Aaron Abke: So, if we just grant that John is a legitimate historical, kind of rendering of Jesus’s teachings, I can argue for that side as well, and again, in secular scholarship, there’s no scholars who think John is this kind of historically accurate account of Jesus. There’s something in scholarship called the synoptic problem, which is that Mark, Matthew, and Luke are very different. The Jesus depicted in the synoptics is very different than the Jesus and John. And John is much later. So, it’s clearly this kind of late first century, maybe early second century attempt to upgrade the Christology of Jesus. Now, that doesn’t mean there’s nothing historical in it. It just means the depiction of Jesus is more mythology than memory. It’s the way that this community, this kind of Johannine community in Ephesus came to see Jesus as this more Greco-Roman figure.
Now, I think some of these sayings we see, I think there’s no question Jesus would’ve never said these things in public.
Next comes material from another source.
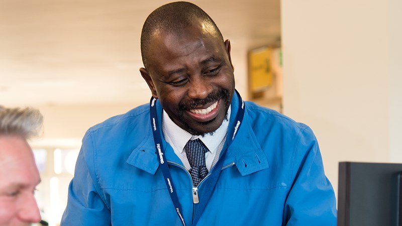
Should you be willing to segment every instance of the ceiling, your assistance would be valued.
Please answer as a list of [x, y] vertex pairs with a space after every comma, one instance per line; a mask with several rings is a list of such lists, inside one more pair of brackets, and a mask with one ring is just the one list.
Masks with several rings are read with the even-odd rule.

He would’ve been executed the next day if he had said these things. And then when you study the first century context, you’re like, oh, that’s why Mark makes a lot more sense than John. And Mark, Jesus is like, shh, don’t tell anybody who I am. People are like, you’re the Messiah. He doesn’t want anyone to know. He heals people, he’s like, don’t tell anyone I just healed you, right? Because in the world he lived in, King Herod was brooding and looking for the next Davidic Messiah that he could kill him before he would galvanize the Jews and start this whole revolt.
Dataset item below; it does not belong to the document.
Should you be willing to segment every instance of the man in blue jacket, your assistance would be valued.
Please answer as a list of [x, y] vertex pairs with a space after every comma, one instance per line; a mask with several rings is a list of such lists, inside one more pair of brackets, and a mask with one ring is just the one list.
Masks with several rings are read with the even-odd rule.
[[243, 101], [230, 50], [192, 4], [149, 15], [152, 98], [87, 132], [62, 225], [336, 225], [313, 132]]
King Herod was terrified because he wasn’t a real Jew, like Jesus was, that his legitimacy was already questioned by the Jewish people. So, he knew, like if a Davidic heir rises up and says, I’m the Messiah, he will galvanize these people and we’re going to have a whole ‘nother war with the Jews. And they didn’t want any more wars with the Jews. So, he was like, any peep I hear of someone who might be the Messiah, I’m chopping their heads off. And what does he do to John the Baptist, who some people thought was the Messiah? Hacked his head off immediately. Som Jesus takes over for John and he’s like, okay, I’m going to learn from John’s mistake. Don’t tell anybody I’m the Messiah. Keep it quiet. Keep it between us. So, there’s no way he would’ve gone around being like, I’m the way, the truth, and the life.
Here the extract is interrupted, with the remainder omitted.